Wilkerson highlights the frustration Martin Luther King, Jr. experienced in bringing his call for civil rights into the North; into Chicago. Unlike the South, this time King wasn’t battling against unjust laws, he was up against “the ill-defined fear and antipathy that made northern whites flee at the sight of a black neighbor, turn blacks away at realty offices, or not hire them if they chose. The ‘enemy’ was a feeling, a general unease that led to the flight of white people and businesses and sucked the resources out of the ghettos the migrants were quarantined into. No laws could make frightened white northerners care about blacks enough to permit them full access to the system they dominated.”

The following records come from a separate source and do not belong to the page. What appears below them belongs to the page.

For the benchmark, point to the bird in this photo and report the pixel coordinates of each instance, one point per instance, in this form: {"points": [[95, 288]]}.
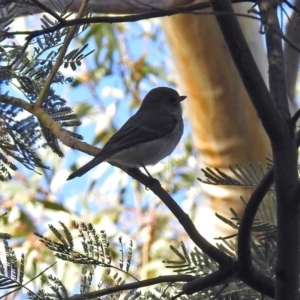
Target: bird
{"points": [[147, 137]]}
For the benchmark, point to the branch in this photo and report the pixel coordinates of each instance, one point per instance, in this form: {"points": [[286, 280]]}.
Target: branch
{"points": [[250, 75], [60, 58]]}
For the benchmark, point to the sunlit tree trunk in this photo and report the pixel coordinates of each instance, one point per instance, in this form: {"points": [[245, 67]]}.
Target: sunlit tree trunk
{"points": [[225, 128]]}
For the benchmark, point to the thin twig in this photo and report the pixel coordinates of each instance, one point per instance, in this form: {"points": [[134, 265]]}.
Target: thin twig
{"points": [[60, 58]]}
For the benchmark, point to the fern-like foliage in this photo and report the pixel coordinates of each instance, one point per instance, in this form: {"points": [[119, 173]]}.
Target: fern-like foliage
{"points": [[11, 271], [17, 140], [27, 72], [96, 252]]}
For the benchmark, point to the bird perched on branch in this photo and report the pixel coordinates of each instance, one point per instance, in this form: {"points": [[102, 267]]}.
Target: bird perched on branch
{"points": [[150, 135]]}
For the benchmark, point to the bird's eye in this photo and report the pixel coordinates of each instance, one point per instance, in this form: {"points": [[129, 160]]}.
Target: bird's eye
{"points": [[173, 100]]}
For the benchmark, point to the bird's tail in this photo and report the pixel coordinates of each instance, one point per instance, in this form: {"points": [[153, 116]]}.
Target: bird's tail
{"points": [[94, 162]]}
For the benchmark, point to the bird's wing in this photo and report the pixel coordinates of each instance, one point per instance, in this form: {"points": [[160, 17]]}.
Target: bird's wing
{"points": [[136, 131]]}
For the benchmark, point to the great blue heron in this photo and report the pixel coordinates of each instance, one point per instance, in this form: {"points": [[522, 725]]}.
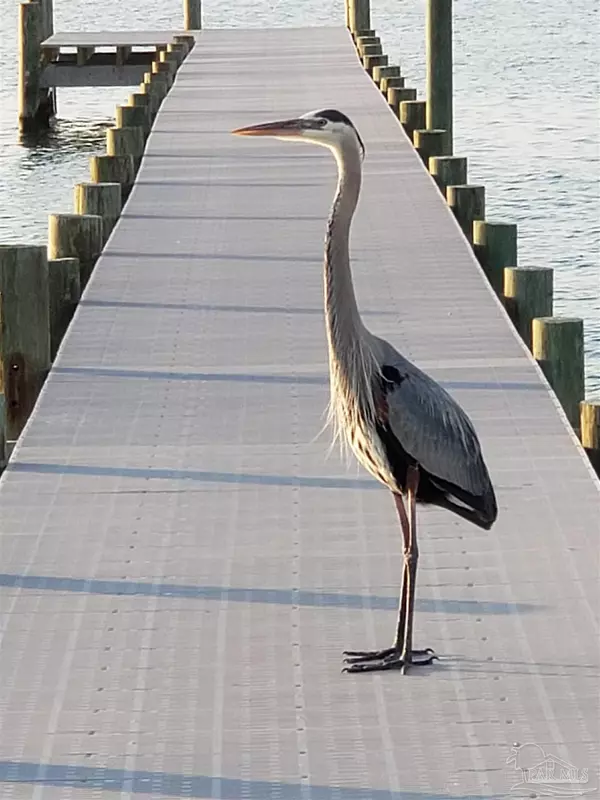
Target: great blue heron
{"points": [[401, 425]]}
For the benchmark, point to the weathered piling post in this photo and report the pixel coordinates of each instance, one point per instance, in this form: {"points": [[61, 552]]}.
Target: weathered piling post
{"points": [[396, 95], [134, 117], [369, 46], [448, 171], [192, 15], [439, 66], [47, 18], [155, 86], [64, 289], [114, 169], [429, 143], [187, 39], [142, 99], [359, 15], [557, 344], [391, 82], [528, 294], [412, 115], [177, 51], [126, 142], [172, 62], [495, 245], [76, 236], [385, 71], [101, 199], [3, 454], [25, 331], [590, 431], [372, 60], [162, 71], [36, 105], [468, 204]]}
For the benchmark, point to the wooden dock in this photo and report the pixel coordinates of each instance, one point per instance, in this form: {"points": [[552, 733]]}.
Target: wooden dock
{"points": [[182, 565]]}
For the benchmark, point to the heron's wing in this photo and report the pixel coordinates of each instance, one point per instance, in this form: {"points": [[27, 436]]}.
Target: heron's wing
{"points": [[432, 428]]}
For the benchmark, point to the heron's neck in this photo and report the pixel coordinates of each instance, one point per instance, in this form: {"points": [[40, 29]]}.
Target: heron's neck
{"points": [[344, 324]]}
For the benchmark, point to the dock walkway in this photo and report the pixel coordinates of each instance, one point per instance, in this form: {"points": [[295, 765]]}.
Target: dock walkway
{"points": [[181, 564]]}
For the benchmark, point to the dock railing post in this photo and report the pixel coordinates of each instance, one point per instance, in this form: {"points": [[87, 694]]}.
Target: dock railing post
{"points": [[590, 431], [64, 289], [359, 15], [439, 67], [32, 108], [25, 331], [192, 15], [557, 346]]}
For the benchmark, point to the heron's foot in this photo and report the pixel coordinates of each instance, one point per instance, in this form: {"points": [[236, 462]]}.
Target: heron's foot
{"points": [[391, 658]]}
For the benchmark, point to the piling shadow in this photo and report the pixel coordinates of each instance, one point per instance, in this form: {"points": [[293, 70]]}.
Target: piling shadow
{"points": [[306, 599], [226, 478], [169, 784], [234, 309]]}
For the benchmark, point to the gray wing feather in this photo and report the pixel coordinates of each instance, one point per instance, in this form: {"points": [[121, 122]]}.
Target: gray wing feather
{"points": [[435, 431]]}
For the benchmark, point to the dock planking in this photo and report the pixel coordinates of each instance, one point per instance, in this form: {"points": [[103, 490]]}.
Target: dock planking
{"points": [[182, 565]]}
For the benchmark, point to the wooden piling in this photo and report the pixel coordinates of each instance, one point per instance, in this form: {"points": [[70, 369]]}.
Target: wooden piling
{"points": [[366, 41], [47, 19], [36, 105], [495, 245], [558, 349], [25, 331], [359, 15], [363, 32], [371, 49], [385, 71], [76, 236], [162, 72], [448, 170], [171, 60], [3, 453], [392, 82], [114, 169], [372, 61], [438, 53], [101, 199], [192, 15], [126, 142], [142, 100], [528, 294], [429, 143], [134, 117], [178, 50], [64, 288], [156, 88], [187, 39], [468, 204], [590, 431], [411, 113]]}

Within this foundation of the Great Migration, Wilkerson weaves the stories of Ida Mae Brandon Gladney, George Swanson Starling and Robert Joseph Pershing Foster.
In the Epilogue of The Warmth of Other Suns, Wilkerson leaves us with the powerful impression that: “With the benefit of hindsight, the century between Reconstruction and the end of the Great Migration perhaps may be seen as a necessary stage of upheaval. It was a transition from an era when one race owned another; to an era when the dominant class gave up ownership but kept control over the people it had once owned, at all costs, using violence even; to the eventual acceptance of the servant caste into the mainstream…
Wilkerson concludes: “Over the decades, perhaps the wrong questions have been asked about the Great Migration. Perhaps it is not a question of whether the migrants brought good or ill to the cities they fled to or were pushed or pulled to their destinations, but a question of how they summoned the courage to leave in the first place or how they found the will to press beyond the forces against them and the faith in a country that had rejected them for so long. By their actions, they did not dream the American Dream, they willed it into being by a definition of their own choosing. They did not ask to be accepted but declared themselves the Americans that perhaps few others recognized but that they had always been deep within their hearts.”